La Cina, insieme all'India, resta il solo sistema economico ancora dominato dal carbone, che fornisce circa il 70 per cento del fabbisogno energetico, e contribuisce in modo significativo all'inquinamento e alle emissioni di anidride carbonica a livello globale. La Cina, quindi, riveste un ruolo fondamentale nella lotta europea al cambiamento climatico e nello sforzo di raggiungere l'obiettivo di uno sviluppo sostenibile.

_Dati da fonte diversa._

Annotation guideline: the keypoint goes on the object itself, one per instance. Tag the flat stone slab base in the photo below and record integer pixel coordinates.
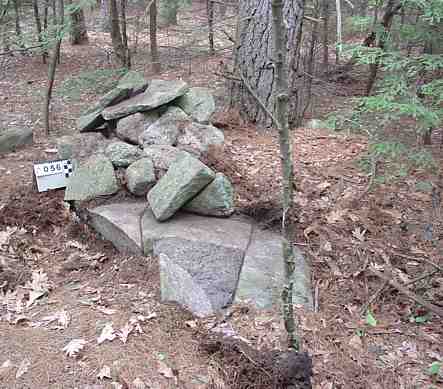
(206, 263)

Negli ultimi anni, vi sono stati molti contatti tra la Commissione e la Cina e la
cooperazione sui temi ambientali e energetici si è costantemente rafforzata, in particolare attraverso dialoghi a livello ministeriale, gruppi di lavoro e concreti progetti di cooperazione.
In occasione del Summit UE-Cina del 2005, le Parti hanno istituito una Partnership sul cambiamento climatico, confermando il mutuo impegno nel realizzare gli obiettivi sanciti nella Convenzione quadro delle NU, e un Dialogo politico sulle più importanti tematiche ambientali, dallo sviluppo sostenibile alle energie innovabili e ai cambiamenti climatici.
La volontà europea è quella di rafforzare la cooperazione in tale settore, anche nel quadro del nuovo Accordo Quadro di Partenariato e Cooperazione, che disciplinerà le relazioni bilaterali fornendo una cornice giuridica e normativa più coerente e definita rispetto ai singoli accordi settoriali e ai dialoghi già avviati.
In tale contesto, sono state individuate delle aree strategiche per la cooperazione tecnica: la riforma del settore energetico (efficienza, conservazione ed energie rinnovabili, carbone pulito), l'attuazione del Meccanismo di Sviluppo Pulito (CDM) e l'adattamento al cambiamento climatico. Altre aree di mutuo interesse potrebbero essere il controllo dell'inquinamento, in particolare quello idrico ed atmosferico, la gestione delle risorse naturali, inclusa la conservazione della biodiversità.
Per quanto riguarda le politiche adottate dal Governo cinese, la questione ambientale è stata più volte ripresa nei lavori del Congresso del Partito Comunista Cinese e riportata nelle Dichiarazioni rese pubbliche, come una delle maggiori priorità.
In chiusura del 17o Congresso, il Segretario Generale Hu Jintao ha affermato che saranno aumentati gli investimenti nel risparmio energetico, per ridurre l'inquinamento dell'acqua, dell'atmosfera e dei terreni.
Il Consiglio di Stato per la prima volta ha predisposto, a partire dal 2008, il rilevamento a livello nazionale dei settori e distribuzione geografica degli agenti più inquinanti nel Paese. Nella nuova guida agli investimenti stranieri in Cina sono esplicitamente vietate imprese altamente inquinanti o che sfruttano risorse non rinnovabili.
Il Sottosegretario di Stato per gli affari esteri: Gianni Vernetti.